Jésus est unique par la qualité et la hauteur de sa pensée. Nulle pensée religieuse ou philosophique n’a depuis 2000 ans dépassé sa haute conception de Dieu ; conception de laquelle découlent aussi, d’ailleurs, les fondements de notre humanisme moderne.

Jésus est unique par l’influence qu’il a exercée sur le monde. La terre a donné de grands hommes spirituels. Des fondateurs de religions remarquables par leur authenticité et génie religieux. Jésus se distingue cependant de tous par l’impact intellectuel et éthique de son message sur le monde ; y compris sur le monde moderne occidental qui se dit postchrétien, alors même qu’aucune société n’a auparavant été autant imprégnée par les principes humanistes de l’Evangile.

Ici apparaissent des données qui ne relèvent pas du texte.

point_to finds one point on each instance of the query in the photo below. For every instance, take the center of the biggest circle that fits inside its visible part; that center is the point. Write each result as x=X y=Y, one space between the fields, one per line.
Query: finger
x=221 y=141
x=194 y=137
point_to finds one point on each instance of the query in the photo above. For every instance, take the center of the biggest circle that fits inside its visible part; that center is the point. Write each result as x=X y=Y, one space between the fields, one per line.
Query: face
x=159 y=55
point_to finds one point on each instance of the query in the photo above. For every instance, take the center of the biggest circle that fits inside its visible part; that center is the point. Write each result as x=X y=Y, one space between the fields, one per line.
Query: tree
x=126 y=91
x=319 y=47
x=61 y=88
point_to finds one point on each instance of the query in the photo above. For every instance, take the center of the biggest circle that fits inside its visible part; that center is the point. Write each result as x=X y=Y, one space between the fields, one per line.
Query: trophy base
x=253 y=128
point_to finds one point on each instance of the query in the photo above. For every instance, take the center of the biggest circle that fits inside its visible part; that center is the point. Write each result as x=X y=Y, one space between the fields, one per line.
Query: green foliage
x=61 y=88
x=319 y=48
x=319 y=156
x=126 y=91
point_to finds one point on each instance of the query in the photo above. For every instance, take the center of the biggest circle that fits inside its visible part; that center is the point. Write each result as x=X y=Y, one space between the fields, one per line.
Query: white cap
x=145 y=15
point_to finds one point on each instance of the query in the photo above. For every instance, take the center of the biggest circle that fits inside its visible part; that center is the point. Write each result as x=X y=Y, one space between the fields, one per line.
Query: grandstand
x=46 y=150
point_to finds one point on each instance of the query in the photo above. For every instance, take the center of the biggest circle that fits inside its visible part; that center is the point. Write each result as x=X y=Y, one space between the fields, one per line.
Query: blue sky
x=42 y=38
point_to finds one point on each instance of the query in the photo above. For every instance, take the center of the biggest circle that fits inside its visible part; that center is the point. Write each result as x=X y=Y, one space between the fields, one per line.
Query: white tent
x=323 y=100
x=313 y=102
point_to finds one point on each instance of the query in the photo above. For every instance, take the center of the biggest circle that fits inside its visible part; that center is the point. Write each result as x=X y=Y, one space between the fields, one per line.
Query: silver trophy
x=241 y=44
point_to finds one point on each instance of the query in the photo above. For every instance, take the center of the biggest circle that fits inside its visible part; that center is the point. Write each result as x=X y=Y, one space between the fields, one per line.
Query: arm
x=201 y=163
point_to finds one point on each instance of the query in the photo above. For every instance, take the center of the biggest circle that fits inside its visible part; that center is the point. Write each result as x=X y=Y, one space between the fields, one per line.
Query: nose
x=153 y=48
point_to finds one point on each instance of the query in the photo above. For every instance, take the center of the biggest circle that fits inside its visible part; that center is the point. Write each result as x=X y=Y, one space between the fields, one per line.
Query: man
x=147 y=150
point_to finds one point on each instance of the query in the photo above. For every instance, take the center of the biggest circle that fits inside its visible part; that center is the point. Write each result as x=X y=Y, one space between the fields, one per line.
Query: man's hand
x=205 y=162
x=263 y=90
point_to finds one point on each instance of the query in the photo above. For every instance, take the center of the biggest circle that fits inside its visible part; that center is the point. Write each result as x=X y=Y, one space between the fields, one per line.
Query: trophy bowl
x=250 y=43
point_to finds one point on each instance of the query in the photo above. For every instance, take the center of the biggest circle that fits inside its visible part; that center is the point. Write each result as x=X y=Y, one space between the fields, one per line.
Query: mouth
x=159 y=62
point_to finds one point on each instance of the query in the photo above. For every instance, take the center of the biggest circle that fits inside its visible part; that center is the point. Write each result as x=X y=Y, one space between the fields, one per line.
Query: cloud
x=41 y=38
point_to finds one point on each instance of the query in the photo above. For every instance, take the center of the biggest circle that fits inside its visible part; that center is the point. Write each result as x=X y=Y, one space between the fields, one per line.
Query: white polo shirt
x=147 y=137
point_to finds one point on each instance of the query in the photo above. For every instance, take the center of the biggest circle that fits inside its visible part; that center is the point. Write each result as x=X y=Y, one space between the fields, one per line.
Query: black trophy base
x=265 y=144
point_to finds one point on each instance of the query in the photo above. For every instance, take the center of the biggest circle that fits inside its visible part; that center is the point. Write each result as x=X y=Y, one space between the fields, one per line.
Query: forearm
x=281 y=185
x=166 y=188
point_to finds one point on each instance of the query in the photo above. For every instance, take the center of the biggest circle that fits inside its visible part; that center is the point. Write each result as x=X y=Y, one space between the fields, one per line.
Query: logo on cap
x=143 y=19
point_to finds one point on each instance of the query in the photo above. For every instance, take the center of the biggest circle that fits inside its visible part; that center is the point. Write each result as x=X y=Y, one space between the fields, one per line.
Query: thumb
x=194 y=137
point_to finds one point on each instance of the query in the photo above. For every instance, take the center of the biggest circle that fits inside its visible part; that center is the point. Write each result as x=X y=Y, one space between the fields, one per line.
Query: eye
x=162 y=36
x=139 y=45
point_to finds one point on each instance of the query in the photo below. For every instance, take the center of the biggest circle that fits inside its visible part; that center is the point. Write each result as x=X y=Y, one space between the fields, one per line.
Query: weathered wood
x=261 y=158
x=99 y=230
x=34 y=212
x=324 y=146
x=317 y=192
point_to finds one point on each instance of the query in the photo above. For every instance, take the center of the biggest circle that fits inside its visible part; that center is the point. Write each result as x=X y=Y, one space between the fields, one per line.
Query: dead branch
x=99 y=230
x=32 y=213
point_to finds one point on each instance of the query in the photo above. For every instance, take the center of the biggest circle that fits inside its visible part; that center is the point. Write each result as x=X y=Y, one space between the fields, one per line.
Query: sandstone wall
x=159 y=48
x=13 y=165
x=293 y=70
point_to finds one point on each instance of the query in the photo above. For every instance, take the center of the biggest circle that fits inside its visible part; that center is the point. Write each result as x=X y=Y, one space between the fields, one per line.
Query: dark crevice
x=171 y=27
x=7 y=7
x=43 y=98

Jésus est enfin unique par la vénération et le culte que lui ont rendu les chrétiens au cours de l’histoire. L’annonce de son élévation au ciel à la droite de Dieu au matin de Pâque a conduit la troisième génération des chrétiens à le diviniser au point d’en faire l’égal de Dieu. Certes, le tableau qui en a résulté tranche par rapport à la simplicité du rabbi de Nazareth et brouille comme nous l’avons dit le portrait du Jésus historique. Mais une fois démythologisé et remis dans ses différents contextes religieux et politiques, le Christ divinisé dit aussi à sa manière l’impact extraordinaire qu’a eu Jésus et son message sur le monde et dans l’histoire.

Conclusion

En soulignant aujourd’hui la force et l’impact de Jésus et de son message jusqu’à aujourd’hui, nous voyons bien que la modernité théologique ne dévalue en rien la personne et le caractère unique de Jésus pour le monde et surtout pour ses disciples. Si la recherche du Jésus de l’Histoire par l’exégèse aboutit à revisiter notre foi, tout comme l’archéologie et la paléontologie nous ont conduit à rectifier notre vision du passé, les théologiens modernes n’affirment pas moins que de leurs prédécesseurs que Jésus parachève par son message la Révélation monothéiste initiée par les prophètes d’Israël. Il est, pour reprendre le langage symbolique des évangiles, le chemin, la porte, la lumière qui éclaire le monde. La force de son message, sa foi, sa sagesse, la profondeur de ses enseignements, la puissance de sa synthèse théologique… tout fait de lui le chef incontesté de son église. Bien loin de saper la foi en Dieu et en Jésus, la modernité théologique nous conduit à redécouvrir toute la force et tout l’impact de la prédication et de l’enseignement de Jésus qui nous dévoile aujourd’hui encore Notre Père.